Readers of this blog will be disappointed if I don’t somehow bring this issue back to the former Yugoslavia. So I’ll note that among the pioneers of this model of cynical and offensive commentary as entertainment masking an assault on liberal values was the magazine Living Marxism, which during the Bosnian genocide supported the Serb perpetrators, whose atrocities, it claimed, were fabricated by the Western media. Living Marxism and other such publications and individuals helped to make genocide denial acceptable in the mainstream media, and helped to ensure that the West would not intervene to halt the Bosnian genocide. Living Marxism was forced to close in 2000 after it was bankrupted in a libel case brought by the British media company ITN, over its accusation that the latter had deliberately deceived viewers in its coverage of the Serb concentration-camp Trnopolje, which Living Marxism claimed was not a camp at all, but a ‘detention centre’.

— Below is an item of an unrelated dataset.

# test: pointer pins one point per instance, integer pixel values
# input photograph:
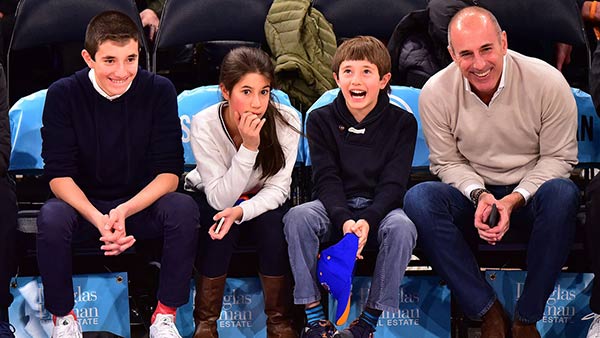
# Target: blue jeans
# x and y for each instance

Among Living Marxism‘s supporters at that time was a certain Toby Young – today, the republisher of Burchill’s anti-transsexual rant. After being forced to close, Living Marxism re-emerged as ‘Spiked Online’, a website whose hallmark is to denigrate every liberal value as a reflection of racism or elitism (e.g. opposition to the far-right English Defence League is merely an expression of liberal-elitist hatred of the working-class; opposition to Japanese whale-hunting is an expression of Western anti-yellow racism; and so on). Spiked Online has also republished Burchill’s article, retitled as ‘Hey trannies, cut it out – Where do dicks in terrible wigs get off lecturing us natural-born women about not being quite feministic enough ?’ Burchill herself supported the Serbia of Slobodan Milosevic against NATO at the time of the 1999 Kosovo War (‘gorgeous, integrated, independent Yugoslavia’), in an article sprinkled with racist comments about Germans and Croats (‘scratch a Croat, find a Kraut’). She threw in a defence of Fidel Castro’s Cuba against ‘Uncle Sam’ for good measure.

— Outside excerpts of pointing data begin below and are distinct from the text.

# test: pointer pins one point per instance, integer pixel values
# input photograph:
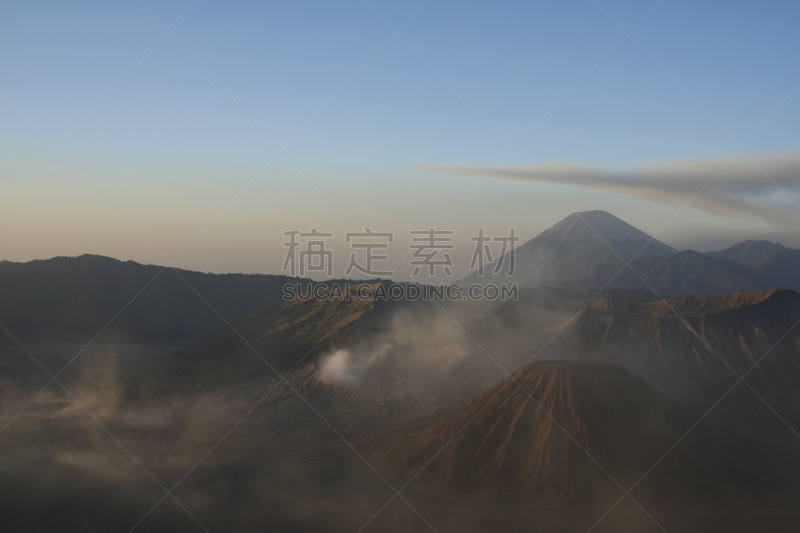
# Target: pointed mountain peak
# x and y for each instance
(594, 225)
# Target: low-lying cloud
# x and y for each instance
(754, 187)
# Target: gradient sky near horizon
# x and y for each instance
(162, 145)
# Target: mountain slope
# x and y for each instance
(686, 272)
(564, 254)
(589, 250)
(70, 299)
(695, 347)
(530, 435)
(777, 263)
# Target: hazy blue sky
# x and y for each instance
(168, 147)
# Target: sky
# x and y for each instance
(197, 133)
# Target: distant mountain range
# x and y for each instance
(589, 250)
(71, 299)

From support for murderous regimes and genocide denial to anti-transsexual hate-speech; the progression is a natural one. I really don’t give a damn about the ‘right to offend’ of this pampered, privileged, malicious clique of paid loudmouths. Just as, thanks to people like them, ‘anti-imperialism’ became the defence of fascists and ethnic-cleansers, so they are turning ‘freedom of speech’ into the legitimisation of bigotry, hate-speech and abuse.

Stuff freedom of speech. As far as I’m concerned, the Politically Correct Thought Police can arrest a few of them and toss them in a gulag for a few years; it will give them something real to write and complain about for a change.